INVESTIGADORES
TOMASSINI Rodrigo Leandro
congresos y reuniones científicas
Título:
Unveiling 25 million years of dietary and ecological shifts in South American mammals through stable isotopes
Autor/es:
SANZ-PÉREZ, DÁNAE; TOMASSINI, RODRIGO; HERNÁNDEZ-FERNÁNDEZ, MANUEL; DOMINGO, LAURA
Lugar:
Madrid
Reunión:
Encuentro; 5th Virtual Conference for Women Archaeologists and Paleontologists; 2025
Institución organizadora:
Association for early-career Women Archaeologists and Paleontologists
Resumen:
Isotopic studies on the South American Cenozoic vertebrates covering a wide time range (e.g., 20 Ma) are scarce. This study provides a detailed isotopic analysis of over 400 samples of tooth enamel and orthodentine, spanning 25 million years, from the Late Oligocene to the Late Pleistocene of Argentina. It addresses critical temporal and geographical gaps in stable isotope research, particularly for the Oligocene-Pliocene lapse. A total of 25 mammalian families were analyzed, including both well-studied groups such as Notoungulata and Rodentia, as well as previously understudied orders like Pyrotheria. The δ13C results reveal significant temporal and ecological shifts. During the Late Oligocene (Deseadan, ~25 Ma), herbivores exhibited diets based on C3 plants, reflecting predominantly woodland and grassland environments. This trend persisted into the Early Miocene (Santacrucian, ~17 Ma), with taxa maintaining this preference for a C3-based diet. However, an increase in dietary variability among different taxa is observed in the Late Miocene (Chasicoan, ~10-9 Ma), being one of the periods with the highest δ13C range (-14.2 to -6.6‰). During the final Late Miocene (latest Huayquerian, ~7-5 Ma), a preference for diets based on C3 environments is again observed.

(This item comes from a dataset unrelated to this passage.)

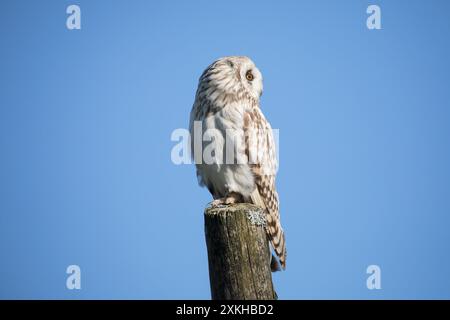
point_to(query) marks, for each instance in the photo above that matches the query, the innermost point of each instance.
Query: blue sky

At the final Late Miocene and the Early Pliocene (latest Huayquerian and Montehermosan, ~4.7-4.5 Ma), the expansion of C4 plants introduced a new dietary resource for herbivores, which broadened dietary variability and opened up new ecological opportunities; diets based on mixed C3-C4 plants are recorded in both periods. In the Early Pleistocene, taxa retained C3-based diets, whereas the Late Pleistocene showed the widest δ13C variability of the whole temporal sequence (-12.1‰ to 1.3‰). This variability during the Pleistocene likely reflects a combination of geographic dispersion, habitat diversity, and climatic and environmental fluctuations associated with glacial-interglacial cycles. These results highlight the interplay between environmental/climate changes and mammalian adaptation over the past 25 million years and provide a nuanced understanding of the dietary and ecological evolution of South American mammals.